Filtering PTMs and Events#

PTM-POSE offers various ways that you can filter PTMs and events to focus on the most relevant data for your analysis. You can choose to filter PTMs during the projection step (when PTMs impacted by splice events are first identified) or after the projection step to refine your datase further.

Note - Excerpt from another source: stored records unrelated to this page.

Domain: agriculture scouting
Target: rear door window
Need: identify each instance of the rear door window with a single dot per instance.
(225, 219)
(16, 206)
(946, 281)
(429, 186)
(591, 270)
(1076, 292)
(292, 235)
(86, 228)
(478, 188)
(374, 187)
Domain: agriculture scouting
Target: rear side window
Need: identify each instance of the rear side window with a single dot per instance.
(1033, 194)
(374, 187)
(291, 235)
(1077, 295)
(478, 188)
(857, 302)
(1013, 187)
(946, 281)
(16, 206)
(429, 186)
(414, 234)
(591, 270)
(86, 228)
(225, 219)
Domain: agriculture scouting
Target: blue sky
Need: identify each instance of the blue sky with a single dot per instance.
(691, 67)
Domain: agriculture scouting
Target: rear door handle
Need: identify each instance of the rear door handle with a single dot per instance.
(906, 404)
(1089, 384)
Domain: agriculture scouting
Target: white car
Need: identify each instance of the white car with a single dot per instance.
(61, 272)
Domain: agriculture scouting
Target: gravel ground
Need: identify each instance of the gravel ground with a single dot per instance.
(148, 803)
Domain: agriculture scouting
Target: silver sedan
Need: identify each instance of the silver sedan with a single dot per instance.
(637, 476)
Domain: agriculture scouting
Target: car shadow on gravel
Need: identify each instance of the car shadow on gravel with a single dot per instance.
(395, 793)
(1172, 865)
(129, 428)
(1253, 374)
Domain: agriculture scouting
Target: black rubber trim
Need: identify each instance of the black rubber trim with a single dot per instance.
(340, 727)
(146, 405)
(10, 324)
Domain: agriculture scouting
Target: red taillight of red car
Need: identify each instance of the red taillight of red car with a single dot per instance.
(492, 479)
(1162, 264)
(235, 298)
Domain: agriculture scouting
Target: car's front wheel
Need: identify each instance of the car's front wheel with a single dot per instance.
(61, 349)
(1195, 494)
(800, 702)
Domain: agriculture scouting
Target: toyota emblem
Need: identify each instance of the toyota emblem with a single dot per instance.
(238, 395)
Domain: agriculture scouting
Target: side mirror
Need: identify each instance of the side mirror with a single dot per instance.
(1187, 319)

All projection and downstream analysis functions in PTM-POSE include optional filtering parameters that allow you to restrict data based on specific criteria.

Types of Available Filters#

PTM Filters:

  1. By PTM Type (`modification_class = None`): Filter PTMs based on their type, such as phosphorylation, acetylation, glycosylation.

  2. By Number of Literature Reports (`num_studies = 0`): Filter PTMs based on how many literature publications report the PTM (either by mass spec or low throughput studies)

  3. By Number of Mass Spec Observations (`num_MS_observations = 0): Filter events based on how many mass spec experiments (either in literature or by PhosphoSitePlus)

  4. By Number of Low-Throughput Studies (`num_LTP_studies = 0`): Filter PTMs based on how many low-throughput studies report the PTM, based on ddata from PhosphoSitePlus

5. By Number of Compendia/Databases (`min_compendia = 0`): Filter PTMs based on how many compendia (mass spec databases) report the PTM 2. By Constitutive Status (`remove_novel = True`): Filter PTMs based on whether they have been previously observed to be variable across isoforms or are novel (based on data from Ensembl)

Event Filters:

  1. By Event Significance (`alpha = 0.05`): Filter events based on their significance from splicing analysis tools.

  2. By Event dPSI (`min_dpsi = 0.1`): Filter events based on their deltaPSI values, focusing on the most significant changes

Note: By default, the majority of downstream analysis modules restrict data to significant events with a deltaPSI of 10% or greater (if significance and/or deltaPSI values are available). However, you can adjust these parameters to suit your specific research needs.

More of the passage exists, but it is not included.